Epidemiology and mental health
Worldwide prevalence of DD is estimated as between 1:30,000 and 1:100,000. Case studies have shown estimated prevalence by country to be 3.8:100,000 in Slovenia, 1:36,000 in north-east England, 1:30,000 in Scotland, and 1:100,000 in Denmark.
DD is seen in males and females equally. Symptoms typically arise between the ages of about 15 and 30, and vary over the lifetime in a relapse and remit pattern, in particular flareups that need to be managed. DD is inherited (genetic), and in particular can be traced in family groups in specific geographic localities.
Darier's disease is a non-communicable disorder, but secondary infections by bacteria and viruses can be spread to others.

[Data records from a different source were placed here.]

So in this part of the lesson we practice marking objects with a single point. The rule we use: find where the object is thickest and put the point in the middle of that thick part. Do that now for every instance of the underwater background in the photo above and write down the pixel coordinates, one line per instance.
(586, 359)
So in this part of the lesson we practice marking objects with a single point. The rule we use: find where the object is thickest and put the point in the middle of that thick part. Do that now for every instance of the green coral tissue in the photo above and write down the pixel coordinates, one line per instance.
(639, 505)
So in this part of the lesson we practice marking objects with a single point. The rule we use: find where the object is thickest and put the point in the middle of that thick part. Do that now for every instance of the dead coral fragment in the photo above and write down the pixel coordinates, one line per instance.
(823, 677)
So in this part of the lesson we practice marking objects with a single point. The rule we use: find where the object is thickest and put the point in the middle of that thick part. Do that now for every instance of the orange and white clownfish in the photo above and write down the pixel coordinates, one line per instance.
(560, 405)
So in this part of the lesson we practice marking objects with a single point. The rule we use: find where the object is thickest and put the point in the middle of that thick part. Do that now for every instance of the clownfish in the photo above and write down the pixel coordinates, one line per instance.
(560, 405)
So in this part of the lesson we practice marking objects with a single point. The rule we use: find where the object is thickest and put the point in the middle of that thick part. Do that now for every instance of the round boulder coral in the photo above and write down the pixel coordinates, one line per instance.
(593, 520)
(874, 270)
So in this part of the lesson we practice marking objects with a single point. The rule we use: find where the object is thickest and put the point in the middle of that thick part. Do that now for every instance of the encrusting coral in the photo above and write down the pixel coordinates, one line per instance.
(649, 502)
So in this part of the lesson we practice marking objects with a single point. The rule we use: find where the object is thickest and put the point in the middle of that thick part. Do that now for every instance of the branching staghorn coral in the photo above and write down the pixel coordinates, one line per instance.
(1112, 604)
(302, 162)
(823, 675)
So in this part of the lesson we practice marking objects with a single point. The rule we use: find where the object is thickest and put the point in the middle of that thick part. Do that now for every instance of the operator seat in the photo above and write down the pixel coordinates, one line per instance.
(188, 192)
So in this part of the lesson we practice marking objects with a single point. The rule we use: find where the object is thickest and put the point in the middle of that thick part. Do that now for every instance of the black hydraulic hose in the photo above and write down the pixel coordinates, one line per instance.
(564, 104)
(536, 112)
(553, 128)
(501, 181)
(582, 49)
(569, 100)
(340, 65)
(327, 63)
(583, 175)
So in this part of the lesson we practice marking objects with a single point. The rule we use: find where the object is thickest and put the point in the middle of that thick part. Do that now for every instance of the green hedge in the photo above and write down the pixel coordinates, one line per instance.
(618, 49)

DD was initially identified and studied by dermatologists (skin specialists) as a purely skin disease. Recent research however suggests DD has a whole-body effect, including cognitive and mental health issues.
A Swedish study of 770 individuals with DD showed a six-fold risk of being diagnosed with an intellectual disability, compared to matched Swedish population controls.
A study of 76 DD patients found that 41% reported learning difficulties, notably reading difficulties, and 74% reported a family history of learning disabilities. The full range of learning difficulties is not known.
Etiology and genetics
Skin changes in Darier's disease are related to a type of nutritional vitamin A deficiency that is caused by genetic mutations (that is, DD is a systemic Vitamin A deficiency). The skin displays follicular dyskeratosis (degeneration of the skin in hair follicules), which reflects as hypovitaminosis A. The skin reactions are caused by an abnormality in the desmosome-keratin filament complex leading to a breakdown in cell adhesion.
Mutations in a single gene, ATP2A2, are the ultimate cause for the development of Darier's disease. It is an autosomal dominant disorder, that is, if one parent has DD, there is a 50% chance than a child will inherit DD.